Career NFL statistics
- Receptions: 220
- Receiving yards: 3,548
- Receiving touchdowns: 25
- Stats at Pro Football Reference

Career AFL statistics
- Receptions: 11
- Receiving yards: 129
- Touchdowns: 2
- Stats at ArenaFan.com

= Charlie Brown (wide receiver, born 1958) =

American football player (born 1958)

Charles Brown (born October 29, 1958) is an American former professional football player who was a wide receiver in the National Football League (NFL) for six seasons. He played for the Washington Redskins, helping them win Super Bowl XVII in his rookie season, and Atlanta Falcons. He was traded by the Redskins to the Falcons on August 26, 1985, in exchange for Pro Bowl guard R.C. Thielemann. He was nicknamed "Good ol' Charlie Brown" in reference to the eponymous comic strip character.

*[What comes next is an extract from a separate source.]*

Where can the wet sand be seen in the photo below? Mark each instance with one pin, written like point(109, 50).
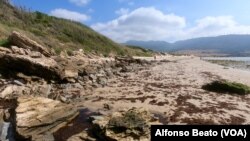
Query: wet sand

He played college football at South Carolina State University and was selected 201st overall in the eighth round of the 1981 NFL draft. Brown played wide receiver and defensive back for the Washington Commandos of the Arena Football League in 1990. He was slated to be a receiver for the Washington Marauders of the Professional Spring Football League in 1992, but the league never got off the ground.

Brown was head coach of the Savannah High Blue Jackets (Savannah, Georgia) of the Savannah Chatham County Football League. He is currently wide receivers coach of Marlboro County High School Bulldogs varsity football team in Bennettsville, South Carolina.

==NFL career statistics==

Legend
|  | Won the Super Bowl |
| Bold | Career high |

=== Regular season ===

| Year | Team | Games |  | Receiving |  |  |  |  |
| GP | GS | Rec | Yds | Avg | Lng | TD |
| 1982 | WAS | 9 | 9 | 32 | 690 | 21.6 | 78 | 8 |
| 1983 | WAS | 15 | 13 | 78 | 1,225 | 15.7 | 75 | 8 |
| 1984 | WAS | 9 | 4 | 18 | 200 | 11.1 | 36 | 3 |
| 1985 | ATL | 13 | 9 | 24 | 412 | 17.2 | 48 | 2 |
| 1986 | ATL | 16 | 15 | 63 | 918 | 14.6 | 42 | 4 |
| 1987 | ATL | 6 | 0 | 5 | 103 | 20.6 | 23 | 0 |
|  |  | 68 | 50 | 220 | 3,548 | 16.1 | 78 | 25 |

=== Playoffs ===

| Year | Team | Games |  | Receiving |  |  |  |  |
| GP | GS | Rec | Yds | Avg | Lng | TD |
| 1982 | WAS | 4 | 4 | 17 | 242 | 14.2 | 45 | 2 |
| 1983 | WAS | 3 | 3 | 14 | 401 | 28.6 | 70 | 1 |
| 1984 | WAS | 1 | 0 | 0 | 0 | 0.0 | 0 | 0 |
|  |  | 8 | 7 | 31 | 643 | 20.7 | 70 | 3 |

== Personal life ==
Charlie Brown is married to journalist Tonya Brown of WPDE.

Brown was inducted into the 2024 Hall of Fame Class of the Mid-Eastern Athletic Conference.